The Climate Change Commission has declared that it will “strongly pursue” restricting the use of non-biodegradable plastic bags but will still consider the mission’s effects on the plastics business and the jobs it provides.
“We have to be practical with the approach. Just like any good thing, there’s always a trade-off,” Commission Vice Chair Mary Ann Lucille Sering told Inquirer editors and reporters recently.
She elaborated: “You cannot immediately ban plastic that abounds in every corner. You have to give the local industries that produce it transition time. Because if you kill an industry, you’re also killing some jobs as well.”
Sering made the comment after noting that cities and towns were gradually moving to make constituents discard plastic bags in favor of paper and reusable bags.
She said that a number of local government units, for instance, Muntinlupa City, Lucban, Quezon, and Pagsanjan, Laguna, had either regulated or banned the use of plastic in local businesses as part of efforts to cut down on non-biodegradable trash.
She said local legislation would be the way to go while the national government had yet to enact an anti-plastics law.
She called the local initiative “good in one sense,” but added,“we have to have a balance.”
She said the commission had consulted with people in the plastics industry. “At the end of the day, we told the industry, the ban as a policy would be strongly pursued.”

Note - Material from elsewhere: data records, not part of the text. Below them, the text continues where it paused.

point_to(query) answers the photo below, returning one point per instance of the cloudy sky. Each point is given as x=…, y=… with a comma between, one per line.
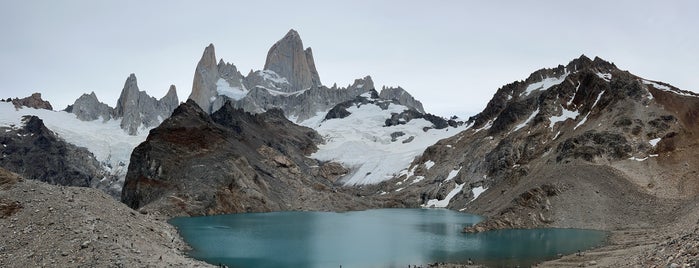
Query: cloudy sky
x=451, y=55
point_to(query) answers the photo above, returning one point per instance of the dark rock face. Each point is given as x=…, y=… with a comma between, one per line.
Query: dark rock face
x=231, y=161
x=137, y=108
x=289, y=82
x=37, y=153
x=401, y=96
x=288, y=59
x=586, y=127
x=591, y=145
x=33, y=101
x=88, y=108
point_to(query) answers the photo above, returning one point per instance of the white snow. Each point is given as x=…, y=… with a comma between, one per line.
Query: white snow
x=526, y=121
x=362, y=143
x=566, y=114
x=654, y=142
x=666, y=88
x=477, y=192
x=444, y=202
x=429, y=164
x=224, y=88
x=638, y=159
x=105, y=139
x=452, y=174
x=545, y=84
x=588, y=113
x=272, y=76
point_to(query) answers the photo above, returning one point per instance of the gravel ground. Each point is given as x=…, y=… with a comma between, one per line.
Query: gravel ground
x=44, y=225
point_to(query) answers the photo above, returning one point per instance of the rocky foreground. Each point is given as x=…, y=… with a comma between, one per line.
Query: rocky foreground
x=44, y=225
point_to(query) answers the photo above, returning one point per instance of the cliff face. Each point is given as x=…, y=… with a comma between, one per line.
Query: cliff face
x=135, y=108
x=584, y=145
x=231, y=161
x=289, y=81
x=288, y=59
x=34, y=101
x=37, y=153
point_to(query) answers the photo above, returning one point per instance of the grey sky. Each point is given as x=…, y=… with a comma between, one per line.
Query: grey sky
x=451, y=55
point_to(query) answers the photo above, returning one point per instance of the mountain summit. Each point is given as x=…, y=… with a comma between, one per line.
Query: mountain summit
x=289, y=81
x=288, y=59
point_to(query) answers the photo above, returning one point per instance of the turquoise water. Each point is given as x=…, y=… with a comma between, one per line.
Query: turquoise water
x=371, y=238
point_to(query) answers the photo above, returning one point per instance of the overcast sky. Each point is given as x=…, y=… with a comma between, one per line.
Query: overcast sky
x=451, y=55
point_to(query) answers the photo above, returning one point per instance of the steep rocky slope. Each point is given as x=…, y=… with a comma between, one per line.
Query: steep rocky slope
x=289, y=81
x=135, y=109
x=35, y=152
x=584, y=145
x=231, y=161
x=34, y=101
x=44, y=225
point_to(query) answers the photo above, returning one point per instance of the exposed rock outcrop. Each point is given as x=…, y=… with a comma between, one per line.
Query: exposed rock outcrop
x=37, y=153
x=231, y=161
x=57, y=226
x=33, y=101
x=604, y=139
x=87, y=108
x=136, y=108
x=288, y=59
x=289, y=82
x=402, y=97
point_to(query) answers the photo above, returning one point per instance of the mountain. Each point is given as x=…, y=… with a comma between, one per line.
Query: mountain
x=136, y=110
x=289, y=82
x=231, y=161
x=59, y=226
x=376, y=138
x=34, y=101
x=72, y=151
x=288, y=59
x=35, y=152
x=584, y=145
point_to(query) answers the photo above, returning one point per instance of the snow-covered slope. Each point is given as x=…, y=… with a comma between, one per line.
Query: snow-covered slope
x=363, y=143
x=109, y=143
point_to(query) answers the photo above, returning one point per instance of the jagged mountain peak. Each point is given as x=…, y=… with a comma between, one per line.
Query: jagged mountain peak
x=290, y=60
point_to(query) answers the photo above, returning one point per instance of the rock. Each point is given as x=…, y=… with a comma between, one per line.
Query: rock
x=235, y=162
x=289, y=60
x=33, y=101
x=85, y=244
x=35, y=152
x=205, y=77
x=88, y=108
x=137, y=108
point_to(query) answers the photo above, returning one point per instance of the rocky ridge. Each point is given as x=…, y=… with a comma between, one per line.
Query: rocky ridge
x=288, y=59
x=584, y=145
x=289, y=82
x=136, y=109
x=235, y=162
x=34, y=101
x=46, y=225
x=35, y=152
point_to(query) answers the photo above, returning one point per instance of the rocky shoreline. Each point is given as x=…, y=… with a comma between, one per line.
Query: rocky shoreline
x=46, y=225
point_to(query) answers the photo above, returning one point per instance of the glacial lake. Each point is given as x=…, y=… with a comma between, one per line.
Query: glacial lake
x=371, y=238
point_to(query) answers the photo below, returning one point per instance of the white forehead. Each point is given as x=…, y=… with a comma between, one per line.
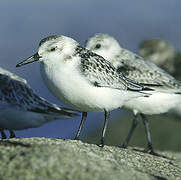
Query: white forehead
x=59, y=41
x=103, y=39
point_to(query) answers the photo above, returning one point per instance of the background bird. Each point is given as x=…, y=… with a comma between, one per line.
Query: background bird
x=22, y=108
x=166, y=96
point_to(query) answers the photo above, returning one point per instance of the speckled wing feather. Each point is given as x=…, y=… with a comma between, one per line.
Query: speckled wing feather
x=145, y=72
x=101, y=73
x=15, y=91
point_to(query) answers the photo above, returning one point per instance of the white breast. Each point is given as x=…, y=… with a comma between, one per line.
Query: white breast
x=72, y=89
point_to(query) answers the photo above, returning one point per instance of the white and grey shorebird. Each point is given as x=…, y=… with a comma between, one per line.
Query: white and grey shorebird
x=167, y=89
x=82, y=79
x=22, y=108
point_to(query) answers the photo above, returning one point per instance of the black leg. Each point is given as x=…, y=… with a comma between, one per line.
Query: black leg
x=84, y=116
x=3, y=135
x=133, y=126
x=12, y=134
x=107, y=114
x=147, y=129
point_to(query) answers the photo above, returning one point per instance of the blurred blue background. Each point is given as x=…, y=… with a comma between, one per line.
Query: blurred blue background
x=24, y=23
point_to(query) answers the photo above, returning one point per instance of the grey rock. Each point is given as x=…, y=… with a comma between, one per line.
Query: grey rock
x=57, y=159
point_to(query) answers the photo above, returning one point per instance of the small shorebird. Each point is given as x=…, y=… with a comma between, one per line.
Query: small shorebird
x=167, y=89
x=82, y=79
x=22, y=108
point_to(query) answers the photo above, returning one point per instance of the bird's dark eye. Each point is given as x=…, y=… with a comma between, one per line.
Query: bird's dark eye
x=53, y=49
x=98, y=46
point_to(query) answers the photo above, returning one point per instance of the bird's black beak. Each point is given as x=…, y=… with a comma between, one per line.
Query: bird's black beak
x=31, y=59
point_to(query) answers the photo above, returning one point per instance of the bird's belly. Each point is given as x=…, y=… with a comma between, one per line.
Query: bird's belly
x=157, y=103
x=14, y=119
x=78, y=93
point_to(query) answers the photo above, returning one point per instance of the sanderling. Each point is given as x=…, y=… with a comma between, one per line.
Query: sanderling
x=167, y=89
x=82, y=79
x=22, y=108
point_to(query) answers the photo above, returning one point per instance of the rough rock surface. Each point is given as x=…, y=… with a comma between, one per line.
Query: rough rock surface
x=41, y=158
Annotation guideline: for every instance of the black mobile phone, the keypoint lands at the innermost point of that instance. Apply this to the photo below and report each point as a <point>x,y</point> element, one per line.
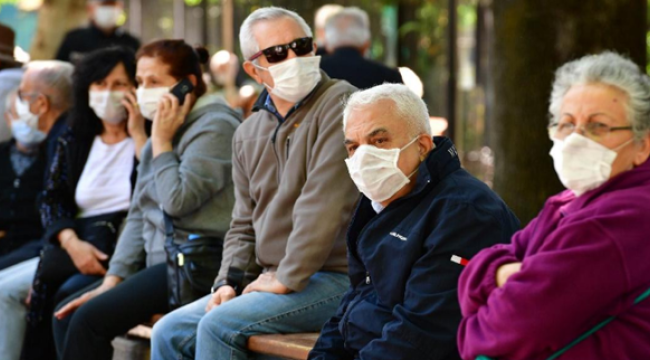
<point>181,89</point>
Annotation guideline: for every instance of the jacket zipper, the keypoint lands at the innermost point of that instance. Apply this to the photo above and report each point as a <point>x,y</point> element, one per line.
<point>288,143</point>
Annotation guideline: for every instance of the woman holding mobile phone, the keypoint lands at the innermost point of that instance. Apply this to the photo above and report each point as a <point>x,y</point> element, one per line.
<point>185,171</point>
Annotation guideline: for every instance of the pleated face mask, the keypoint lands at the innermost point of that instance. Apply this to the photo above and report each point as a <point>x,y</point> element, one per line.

Sering also expressed alarm about a recent report that some imported and locally-made toys sold in Metro Manila bargain shops and malls had tested positive for toxic metals, including lead and mercury, known to inhibit children’s cognitive and motor development.
The study, released by the anti-toxics group EcoWaste Coalition last week, showed that some 60 toy products out of 200 tested this month contained at least one of these toxic chemicals: Lead, mercury, chromium, antimony, arsenic and cadmium.